In political science, there is an increasing availability of cross country survey data, such as the Comparative Study of Electoral Systems (CSES, 33 countries) and the World Values Study (WVS, more than 70 countries). What is the best way to analyze data with this structure, specially when one suspects a great deal of heterogeneity across countries?

The structure of cross-section survey data has a small number of countries relative to the number of observations in each country. This, of course, is the exact opposite of panel data. Methods such as random effects logit or probit work well under the assumption that the number of countries goes to infinity and the number of observations in each country is small. In fact, the computational strategies (Gauss-Hermite quadrature and variants) are only guaranteed to work when the number of observations per country is small. Another useful technique, robust standard errors clustered by country, is also known to provide overconfident standard errors when the number of clusters (in our case, countries) is small. Bayesian Multilevel models would work, but are we really worried about efficiency when we have more than 1000 observations per country?
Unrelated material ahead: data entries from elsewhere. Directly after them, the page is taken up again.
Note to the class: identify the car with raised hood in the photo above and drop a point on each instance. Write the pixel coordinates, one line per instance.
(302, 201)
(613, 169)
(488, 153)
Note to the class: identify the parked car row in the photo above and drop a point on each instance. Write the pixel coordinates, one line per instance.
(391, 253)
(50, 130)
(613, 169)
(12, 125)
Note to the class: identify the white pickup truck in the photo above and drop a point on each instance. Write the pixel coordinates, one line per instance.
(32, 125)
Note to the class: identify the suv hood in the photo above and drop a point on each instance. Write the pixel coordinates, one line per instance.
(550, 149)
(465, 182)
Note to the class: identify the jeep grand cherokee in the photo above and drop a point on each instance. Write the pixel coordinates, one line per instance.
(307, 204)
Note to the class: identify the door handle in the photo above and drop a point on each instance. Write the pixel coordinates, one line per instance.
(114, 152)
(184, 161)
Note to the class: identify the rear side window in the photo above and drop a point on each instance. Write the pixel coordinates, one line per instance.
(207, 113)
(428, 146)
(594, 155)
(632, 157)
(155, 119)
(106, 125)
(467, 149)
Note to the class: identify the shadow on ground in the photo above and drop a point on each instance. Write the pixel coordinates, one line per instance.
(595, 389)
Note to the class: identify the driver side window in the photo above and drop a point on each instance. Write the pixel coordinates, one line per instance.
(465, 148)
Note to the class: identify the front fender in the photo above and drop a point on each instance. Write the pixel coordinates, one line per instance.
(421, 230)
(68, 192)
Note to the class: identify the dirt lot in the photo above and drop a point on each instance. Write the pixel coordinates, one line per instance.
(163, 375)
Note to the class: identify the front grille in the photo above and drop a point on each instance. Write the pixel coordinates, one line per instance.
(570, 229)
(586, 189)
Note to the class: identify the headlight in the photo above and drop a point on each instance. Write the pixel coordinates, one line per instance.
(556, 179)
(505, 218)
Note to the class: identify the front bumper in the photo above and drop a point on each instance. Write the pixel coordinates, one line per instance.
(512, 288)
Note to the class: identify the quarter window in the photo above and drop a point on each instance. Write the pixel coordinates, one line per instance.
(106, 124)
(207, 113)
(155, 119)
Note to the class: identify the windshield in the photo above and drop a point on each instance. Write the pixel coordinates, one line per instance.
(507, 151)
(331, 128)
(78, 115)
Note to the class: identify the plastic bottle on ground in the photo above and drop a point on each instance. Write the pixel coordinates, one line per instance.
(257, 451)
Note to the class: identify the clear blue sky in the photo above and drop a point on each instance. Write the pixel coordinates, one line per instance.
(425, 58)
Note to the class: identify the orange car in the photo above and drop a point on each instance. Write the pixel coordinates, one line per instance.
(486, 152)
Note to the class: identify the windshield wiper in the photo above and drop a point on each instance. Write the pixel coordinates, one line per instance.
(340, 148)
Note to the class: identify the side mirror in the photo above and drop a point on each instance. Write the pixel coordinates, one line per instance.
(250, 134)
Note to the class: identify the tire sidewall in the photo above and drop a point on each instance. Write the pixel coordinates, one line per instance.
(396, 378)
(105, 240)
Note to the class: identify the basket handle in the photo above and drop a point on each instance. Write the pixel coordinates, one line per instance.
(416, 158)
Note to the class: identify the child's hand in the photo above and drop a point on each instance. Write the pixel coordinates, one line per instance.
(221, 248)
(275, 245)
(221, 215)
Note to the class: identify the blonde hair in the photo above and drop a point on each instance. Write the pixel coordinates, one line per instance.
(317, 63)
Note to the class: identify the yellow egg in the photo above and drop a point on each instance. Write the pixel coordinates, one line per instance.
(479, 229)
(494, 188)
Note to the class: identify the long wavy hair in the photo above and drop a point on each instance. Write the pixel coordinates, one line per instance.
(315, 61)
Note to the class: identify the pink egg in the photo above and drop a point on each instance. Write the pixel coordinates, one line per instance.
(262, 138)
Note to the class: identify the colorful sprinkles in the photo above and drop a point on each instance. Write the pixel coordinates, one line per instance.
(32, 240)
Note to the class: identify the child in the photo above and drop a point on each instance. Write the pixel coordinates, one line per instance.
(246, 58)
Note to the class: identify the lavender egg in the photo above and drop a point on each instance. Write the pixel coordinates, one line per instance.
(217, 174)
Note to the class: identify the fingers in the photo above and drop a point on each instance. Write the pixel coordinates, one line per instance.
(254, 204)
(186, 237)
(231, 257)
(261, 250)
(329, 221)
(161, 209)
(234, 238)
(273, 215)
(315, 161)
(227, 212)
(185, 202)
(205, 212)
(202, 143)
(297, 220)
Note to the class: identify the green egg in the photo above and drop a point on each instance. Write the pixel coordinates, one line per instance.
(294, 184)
Different people in the discipline have been suggesting a two step strategy. The first step involves estimating separate models for each country, obviously including only variables which vary within countries. Then one estimates a model for each coefficient as a function of contextual level variables (that are the main interest). Since the number of observations in each country is large, under standard assumptions the individual level estimates are consistent and asymptotically normal. We can take each of the individual level estimates to be a reduced form parameter of a fully interactive model.

The country level model might be estimated via ordinary least squares, or one of the various weighting schemes proposed in the meta-analysis literature (in addition to, of course, Bayesian Meta-Analysis). What are the potential problems and advantages of such approach? Here are the ones I can think of:

Advantages :

1) We don’t need to give a distribution for the individual level estimates. That is, one need not to assume that the “random effects” have, for example, a normal distribution. The coefficients are simply estimated from the data.

2) Computational Speed when compared to full MCMC methods.

3) Some monte carlo evidence showing that the standard errors are closer to the nominal levels than alternative strategies.

Disadvantages:

1) When fitting discrete choice models (e.g. probit, logit) we need to worry about the scale invariance (we estimate beta/sigma in each country, but we do not constraint sigma to be the same across countries). Any ideas on how to solve this problem?

2) Efficiency losses (which I think are minimal)

Further issues:

1) Does it have any advantages over an interactive regression model with, say, clustered standard errors? Or GEE? Relatedly, do we interpret the effects as regular conditional (i.e. random effects) model?

2) Is it worrisome to fit a maximum likelihood in the first step and a bayesian model at the second?

We (John Huber, Georgia Kernell and Eduardo Leoni) took this approach in this paper, if you want to see an application. It is still a very rough draft, comments more than welcome.

Andrew commented:

To start with, don't worry about computational issues. Fit a model that makes sense, then simplify if need be.

It makes sense to start by fitting a separate model to the data from each country, then modeling the coefficients in the second stage. As you note, this is an approximation to hierarchical modeling which will be reasonable if you have precise estimates within each country.